Reshaping the paradigm.

26 Sep

i’ve been writing an article now for abt 5 years outlining why the isthmus of Teauntepec cannot be the narrow neck as outlined in the Book of Mormon

but the more I researched the longer the article got. over the coming days and weeks I will be posting the  article in small segments so as not to over whelm the reader.

Since the 1981 publication of John Sorensen’s An Ancient American Setting for the Book of Mormon, a paradigm has been held amongst LDS scholars that has remained largely unquestioned.   Dr Sorensen is to be applauded for the work that he did in gettting the study of the Book of Mormon onto a more professional footing.It is now time for a new generation of scholars to build upon the work that he has done and take Book of Mormon studies in a new direction.

Dr.
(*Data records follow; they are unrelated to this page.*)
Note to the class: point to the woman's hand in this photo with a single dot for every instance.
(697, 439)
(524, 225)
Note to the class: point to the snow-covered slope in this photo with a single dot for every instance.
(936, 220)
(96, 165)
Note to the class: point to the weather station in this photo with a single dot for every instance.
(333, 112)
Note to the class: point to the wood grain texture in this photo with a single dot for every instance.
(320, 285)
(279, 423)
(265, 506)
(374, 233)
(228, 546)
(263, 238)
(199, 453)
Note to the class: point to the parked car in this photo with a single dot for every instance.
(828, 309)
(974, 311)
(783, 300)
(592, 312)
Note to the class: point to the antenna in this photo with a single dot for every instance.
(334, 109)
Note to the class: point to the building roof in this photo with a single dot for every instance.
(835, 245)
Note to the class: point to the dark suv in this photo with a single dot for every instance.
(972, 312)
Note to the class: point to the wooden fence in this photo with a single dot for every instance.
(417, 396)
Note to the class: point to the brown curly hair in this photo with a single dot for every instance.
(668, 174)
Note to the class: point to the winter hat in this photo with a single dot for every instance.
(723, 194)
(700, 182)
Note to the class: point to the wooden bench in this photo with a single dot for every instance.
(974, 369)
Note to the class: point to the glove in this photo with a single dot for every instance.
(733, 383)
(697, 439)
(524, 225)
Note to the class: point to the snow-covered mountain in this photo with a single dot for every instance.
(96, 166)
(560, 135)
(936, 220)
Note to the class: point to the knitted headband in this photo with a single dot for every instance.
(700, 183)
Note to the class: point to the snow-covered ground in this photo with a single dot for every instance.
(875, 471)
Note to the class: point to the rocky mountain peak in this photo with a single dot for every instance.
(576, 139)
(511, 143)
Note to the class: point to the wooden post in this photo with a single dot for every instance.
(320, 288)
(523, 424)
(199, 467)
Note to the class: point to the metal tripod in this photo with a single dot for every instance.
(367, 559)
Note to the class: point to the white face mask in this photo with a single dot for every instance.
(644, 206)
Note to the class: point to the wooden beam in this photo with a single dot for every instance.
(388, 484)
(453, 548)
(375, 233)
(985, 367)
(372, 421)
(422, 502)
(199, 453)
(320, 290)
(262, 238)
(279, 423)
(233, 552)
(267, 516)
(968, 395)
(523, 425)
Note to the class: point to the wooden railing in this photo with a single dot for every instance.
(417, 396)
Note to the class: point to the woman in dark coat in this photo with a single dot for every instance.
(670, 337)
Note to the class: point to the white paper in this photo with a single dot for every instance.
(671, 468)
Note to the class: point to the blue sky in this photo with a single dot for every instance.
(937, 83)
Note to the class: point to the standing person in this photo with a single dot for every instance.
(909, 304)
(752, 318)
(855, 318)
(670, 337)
Sorensen is analgous to the the Mayan scholar Eric Thompson, Mesoamerican studies had been hindered by the attitudes of the  Thompson.  Anthropologists and archaeologists had such respect for Thompson that they were unwilling to challenge his assumptions about the Maya,such as that the Maya were a peace priestly society and that they did not have a real writing system.
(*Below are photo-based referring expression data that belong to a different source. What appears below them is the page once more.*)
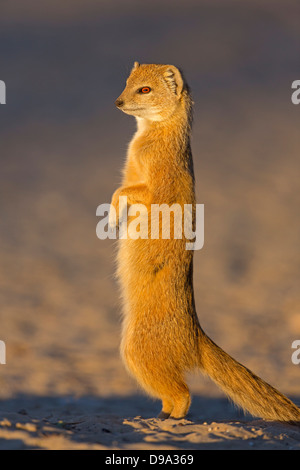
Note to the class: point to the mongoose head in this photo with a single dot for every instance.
(152, 91)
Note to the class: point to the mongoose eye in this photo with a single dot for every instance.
(145, 90)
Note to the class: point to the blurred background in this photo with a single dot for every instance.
(62, 147)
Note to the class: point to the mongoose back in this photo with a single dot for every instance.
(161, 336)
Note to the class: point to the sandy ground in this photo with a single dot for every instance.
(64, 385)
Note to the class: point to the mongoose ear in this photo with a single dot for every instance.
(174, 79)
(135, 65)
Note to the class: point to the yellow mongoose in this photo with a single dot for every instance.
(162, 338)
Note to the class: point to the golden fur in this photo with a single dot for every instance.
(162, 338)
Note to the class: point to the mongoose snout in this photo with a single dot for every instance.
(119, 103)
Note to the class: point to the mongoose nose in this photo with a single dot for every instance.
(119, 103)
Linda Schele and Tatiana Prouskouif were some of the first art-historians whose views had not been shaped by Thompson’s dogma, and as their expertise and research gained respect amongst Mayanists, scholarly ideas about the Maya  began to change.

Dr Sorensen’s work relating to Book of Mormon geography can be seen as foundational, but similar to Thompson’s work, outdated and uninformed by more recent research and thinking in the field.  Book of Mormon geography studies are at the same stage now that Mayan studies were in the late 1970s.  Perhaps the respect which Dr Sorensen has been held in for the ground-breaking work that he did has influenced LDS scholars to be less willing to challenge the assumptions that underly his work.  The heavy influence of Sorensen’s conclusions on further Book of Mormon studies, however,  is gradually dissipating.  Sorrensen’s concept of “Nephite North” has been challenged for a long time and will not be included in this paper.  Likewise, Kirk Magelby (ref) has clearly proven that Sorrensen’s theory that Sidon is the Grivelja River cannot be correct, so this also will not be discussed.
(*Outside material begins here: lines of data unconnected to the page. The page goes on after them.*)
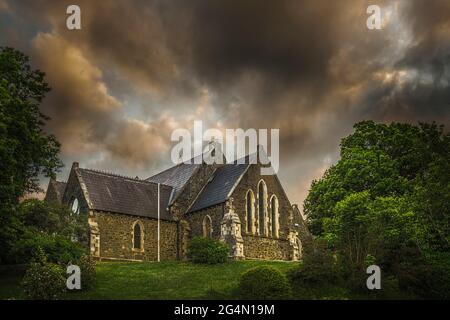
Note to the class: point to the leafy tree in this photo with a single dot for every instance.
(387, 201)
(26, 151)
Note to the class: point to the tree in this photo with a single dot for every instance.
(387, 200)
(26, 150)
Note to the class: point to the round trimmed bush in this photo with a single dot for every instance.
(43, 280)
(207, 251)
(264, 283)
(88, 273)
There is one assumption of Dr Sorenson’s that everyone still accepts, and has yet to challenged, and that is that the Ithimus of Tehuantepec is the “narrow neck” mentioned in the Book of Mormon.  While this assumption makes working out the real-world geography of the Book of Mormon so much simpler, it is hoped that  the evidence that  will be presented in the rest of this article will prompt further investigation by LDS scholars outside the existing paradigm.

There  will  be as attempt to demonstrate that the political landscape at the time of the destruction of the Nephites precludes the Ithimus of Tehuantepec or anywhere near the ithimus. as being the “narrow neck”   This  will  be done  by examining  the cities of Teotihuacan and Monte Alban and their growth, as shown in the archeological record.  also  to be discussed will be  the impact that the growth of these two cities had on the Maya, of whom the Nephites were an ethnic-religious group.   While it is outside the scope of this paper to explain the complex evidence for cultural influences between the Maya and the Nephites, it is a fundamental assumption of my work that these two peoples interracted freely.   Also some  of documented character attributes of the military leader, Mormon, will  show  that he would not have led his people through the Isthmus of Tehuantepec, and it therefore cannot be the “narrow neck of land”.